Luís Costa - 09/07/2020 - 9:30

"A história repete-se, mas agora os valores são outros. O grande pecado do mundo moderno é o racismo. Até há pouco era o machismo. Estou a dizer isto como se me opusesse a esses ideais de igualdade social. Não me oponho de modo nenhum. Apenas aponto a semelhança no zelo que cada época põe numa causa em particular.” (Onésimo Teotónio Almeida, Público 27 de junho de 2020).
Não resisto abrir aqui um parêntesis, neste meu encadear de já cento e quarenta páginas, para comentar um tema de incontornável atualidade, o do “racismo”, entendido, como a discriminação correspondente a qualquer diferença de natureza étnica. Um tema muito mais substantivo do que aparenta, mas cuja excessiva adjetivação, neste momento, o pode querer roubar em substância.
Tal é a chama iconoclasta que se ateou a Ocidente, a propósito do mediático assassinato cometido pela polícia de Minneapolis, nos EUA. Pelo menos tão mediático quanto o da criança cujo cadáver (lembram-se?) deu em tempos à costa, numa das nossas praias europeias.
Mesmo considerando que a questão da escravatura foi assim retomada pelo seu insistente peso histórico, não temo tanto o modo como os derrubadores de estátuas, na sua indignação, parecem querer cuidar da História, quanto o modo como a História poderá querer cuidar deles. 
É que não é difícil vislumbrar-lhes a crença na posse da gazua da definitiva interpretação do Tempo. A que inspirou todos os totalitarismos e os muitos pensamentos únicos, mesmo os que se travestiam de ‘realismo’, como o mais recente TINA (There is no alternative).

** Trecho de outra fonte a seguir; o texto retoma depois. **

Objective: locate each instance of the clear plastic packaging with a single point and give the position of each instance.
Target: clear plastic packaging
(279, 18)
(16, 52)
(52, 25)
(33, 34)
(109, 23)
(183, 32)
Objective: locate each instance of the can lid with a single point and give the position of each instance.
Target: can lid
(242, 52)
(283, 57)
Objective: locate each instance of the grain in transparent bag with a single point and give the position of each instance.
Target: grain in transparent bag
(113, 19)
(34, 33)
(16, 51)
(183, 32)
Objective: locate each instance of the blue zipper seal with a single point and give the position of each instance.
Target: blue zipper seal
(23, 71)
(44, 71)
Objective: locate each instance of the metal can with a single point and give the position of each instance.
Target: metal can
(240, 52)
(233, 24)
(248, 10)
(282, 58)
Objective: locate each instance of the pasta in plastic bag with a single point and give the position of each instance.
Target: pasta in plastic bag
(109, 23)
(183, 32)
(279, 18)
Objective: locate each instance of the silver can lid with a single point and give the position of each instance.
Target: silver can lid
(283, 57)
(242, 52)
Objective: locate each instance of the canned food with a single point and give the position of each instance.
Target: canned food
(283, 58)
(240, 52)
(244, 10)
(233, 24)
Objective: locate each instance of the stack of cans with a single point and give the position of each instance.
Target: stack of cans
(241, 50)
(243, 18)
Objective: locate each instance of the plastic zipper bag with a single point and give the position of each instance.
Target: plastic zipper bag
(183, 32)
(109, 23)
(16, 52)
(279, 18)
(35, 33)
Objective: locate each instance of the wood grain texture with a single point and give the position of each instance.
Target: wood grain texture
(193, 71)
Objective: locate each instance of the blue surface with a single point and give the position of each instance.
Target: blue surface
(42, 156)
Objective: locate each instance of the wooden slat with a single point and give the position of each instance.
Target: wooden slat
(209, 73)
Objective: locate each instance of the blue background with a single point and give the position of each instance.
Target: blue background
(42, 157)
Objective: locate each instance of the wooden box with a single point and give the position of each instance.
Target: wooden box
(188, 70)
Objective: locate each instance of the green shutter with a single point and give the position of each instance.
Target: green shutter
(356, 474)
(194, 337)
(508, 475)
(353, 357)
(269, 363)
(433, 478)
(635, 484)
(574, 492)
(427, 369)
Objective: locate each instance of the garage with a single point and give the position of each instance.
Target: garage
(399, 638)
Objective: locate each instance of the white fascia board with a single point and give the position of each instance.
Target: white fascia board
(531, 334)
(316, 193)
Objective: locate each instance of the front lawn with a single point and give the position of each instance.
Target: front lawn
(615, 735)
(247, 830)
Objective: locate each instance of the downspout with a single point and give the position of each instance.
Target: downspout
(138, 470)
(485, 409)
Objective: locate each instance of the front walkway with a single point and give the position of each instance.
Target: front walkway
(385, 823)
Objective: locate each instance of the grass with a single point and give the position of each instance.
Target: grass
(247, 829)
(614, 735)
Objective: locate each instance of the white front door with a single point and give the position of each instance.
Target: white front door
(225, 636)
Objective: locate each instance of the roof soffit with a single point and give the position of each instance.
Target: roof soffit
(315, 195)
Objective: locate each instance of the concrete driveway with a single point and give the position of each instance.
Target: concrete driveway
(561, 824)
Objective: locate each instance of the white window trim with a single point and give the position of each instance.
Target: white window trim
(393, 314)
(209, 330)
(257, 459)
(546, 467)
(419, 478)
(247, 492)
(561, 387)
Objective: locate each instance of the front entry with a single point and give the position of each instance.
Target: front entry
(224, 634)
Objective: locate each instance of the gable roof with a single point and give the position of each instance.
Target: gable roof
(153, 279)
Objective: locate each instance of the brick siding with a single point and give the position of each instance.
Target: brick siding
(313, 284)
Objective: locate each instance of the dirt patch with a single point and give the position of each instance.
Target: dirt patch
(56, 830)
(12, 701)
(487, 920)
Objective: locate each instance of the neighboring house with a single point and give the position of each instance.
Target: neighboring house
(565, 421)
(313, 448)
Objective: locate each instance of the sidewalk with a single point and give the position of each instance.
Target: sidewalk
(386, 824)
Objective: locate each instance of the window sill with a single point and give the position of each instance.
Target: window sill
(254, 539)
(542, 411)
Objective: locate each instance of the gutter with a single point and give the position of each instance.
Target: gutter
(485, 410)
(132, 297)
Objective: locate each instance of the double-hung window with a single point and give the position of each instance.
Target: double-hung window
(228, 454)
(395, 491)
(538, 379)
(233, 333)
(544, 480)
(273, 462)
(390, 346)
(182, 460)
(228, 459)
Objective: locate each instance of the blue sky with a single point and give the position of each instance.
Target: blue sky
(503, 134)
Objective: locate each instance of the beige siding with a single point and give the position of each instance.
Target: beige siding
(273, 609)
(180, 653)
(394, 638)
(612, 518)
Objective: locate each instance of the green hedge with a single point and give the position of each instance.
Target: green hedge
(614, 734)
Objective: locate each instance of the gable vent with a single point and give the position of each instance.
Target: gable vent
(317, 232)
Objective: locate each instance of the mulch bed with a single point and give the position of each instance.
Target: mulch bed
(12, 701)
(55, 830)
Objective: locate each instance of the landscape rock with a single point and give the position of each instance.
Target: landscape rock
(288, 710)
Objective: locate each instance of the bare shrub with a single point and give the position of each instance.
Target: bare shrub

Crença que pode induzir uma recíproca leitura da História feita ainda pelo tom da pele.  Quando, o mais provável, é que as diferenças étnicas sempre tenham sido distintamente ‘glosadas’ por ‘conquistadores’ e ‘humanistas’, na linguagem sua contemporânea. 
Claro que o racismo existe. Em particular, quando aquelas diferenças são o suficiente ou exclusivo pretexto para várias sujeições, agravadas pelo conhecido fatalismo das profecias sociais (a tendência dos seres humanos para se conformarem com as expectativas que geram a montante). Só que aqui, na dependência da capacidade para as concretizar, ou seja, de uma outra componente de todas as sociedades: as relações de poder. 
De outro modo, seria possível encontrar sociedades não-europeias em que uma intentada conquista não constituísse um legítimo móbil para a escravização. Ou ignorar como, na revolução industrial, o abolicionismo também se cruzou com a ‘oferta’ de uma mão-de-obra rural, apta para outro trabalho ‘escravo’, com poucos encargos de sustentação.
Ora, as relações de poder nunca obstaram a que o tempo se ocupasse do julgamento do imediato passado (vejam-se as estátuas decapitadas nos museus da civilização romana) e não será agora, democraticamente legitimadas, que deixarão de o fazer. 
Mas a democracia não nos confere o dom de viajar no tempo, ou não sobraria “pedra sobre pedra”.